Conclusion
Summary of Key Insights
Our analysis of advice-seeking platforms revealed fascinating patterns across Reddit subreddits (AmItheAsshole, AmIOverreacting, and AskReddit) and the Dear Abby advice column. By combining Exploratory Data Analysis (EDA), Natural Language Processing (NLP), and Machine Learning (ML), we identified significant differences in how users express themselves, seek validation, and respond to community judgments.
- Platform Dynamics: Reddit’s popularity far surpasses that of Dear Abby, with individual subreddits like AskReddit generating more posts per month than the entirety of Dear Abby’s dataset. This highlights the rise of digital platforms as the primary space for modern advice-seeking behaviors.
- Topic and Sentiment Analysis: Our topic modeling uncovered thematic similarities between AITA, AIO, and Dear Abby, centered around relationships, friendships, and family dilemmas. However, AskReddit stood out with more generalized and diverse topics, reflecting its broader user base. Sentiment analysis revealed that certain themes, like pets or family issues, tend to elicit more negative responses, while weddings and marriage evoke relatively positive sentiment.
- Predictive Modeling: Using Random Forest and XGBoost models, we demonstrated that community judgments can be predicted with reasonable accuracy based on features like post sentiment, topics, and engagement metrics. Feature importance analysis highlighted post score and number of comments as critical predictors across subreddits.
These findings provide valuable insights into the evolving dynamics of advice-seeking, illustrating how platform structure and audience engagement influence the content and tone of online discourse.
Supporting Figures
The following figures illustrate the key findings from our analysis across Reddit subreddits and the Dear Abby dataset.

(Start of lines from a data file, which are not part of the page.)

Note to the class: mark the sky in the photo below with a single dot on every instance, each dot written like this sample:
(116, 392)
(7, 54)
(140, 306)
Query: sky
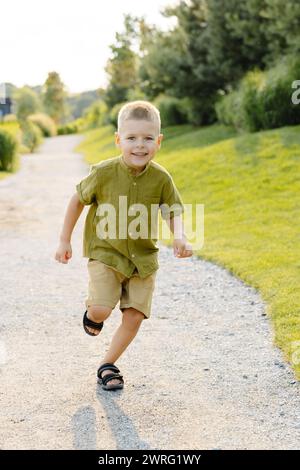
(71, 37)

Monthly Post Counts (Reddit v. Dear Abby)
These first two graphs compare the volume of posts on Reddit and Dear Abby, highlighting the overwhelming dominance of Reddit as a platform for advice-seeking. The data shows how individual subreddits like AskReddit and AmItheAsshole far exceed the monthly activity of the traditional Dear Abby column.
Topic Modeling Across Platforms
The next four graphs demonstrate the results of topic modeling using Non-Negative Matrix Factorization (NMF) for AmItheAsshole, AmIOverreacting, AskReddit, and Dear Abby. These figures reveal thematic consistency across AITA, AIO, and Dear Abby, with common topics like relationships and friendships, while AskReddit showcases more diverse and generalized themes.
Sentiment and Judgment Correlation:
The final graph explores the relationship between sentiment scores and community judgments in AmItheAsshole. It illustrates how topics like weddings and marriage often correspond to positive sentiment and lenient judgments, while posts about friends and pets are more likely to receive harsh criticism.
Planned Next Steps
Time-Based Analysis
Although our project has provided rich insights, the data we analyzed was limited to specific timeframes (2023–2024 for Reddit, 1985–2017 for Dear Abby). Expanding the dataset to include broader time ranges would enable a longitudinal analysis of advice-seeking behaviors and their evolution over time.
Advanced Predictive Models
While our Random Forest and XGBoost models achieved reasonable performance, exploring deep learning approaches, such as transformers or attention-based architectures, could improve predictive accuracy by capturing more complex relationships between features.
Expanding Subreddit Analysis
Currently, our analysis focused on three subreddits. Incorporating additional subreddits, such as r/relationship_advice or r/legaladvice, could provide a more comprehensive view of Reddit’s advice-seeking ecosystem and uncover unique patterns in niche communities.
Exploring Cultural and Demographic Trends
Future work could analyze cultural or demographic variations in advice-seeking behaviors by incorporating metadata such as geographic location (if available) or inferred user demographics.
Final Reflections
Our project demonstrates the power of combining EDA, NLP, and ML to analyze large-scale text data from advice-seeking platforms. By bridging traditional advice columns like Dear Abby with modern online communities, we have highlighted the societal shifts in how people seek and give advice. The results reveal not only evolving trends in digital discourse but also provide a deeper understanding of the cultural and emotional dynamics shaping these platforms.
With these findings, we are poised to extend this work further, exploring new dimensions of advice-seeking behaviors and their implications for online platforms and societal trends.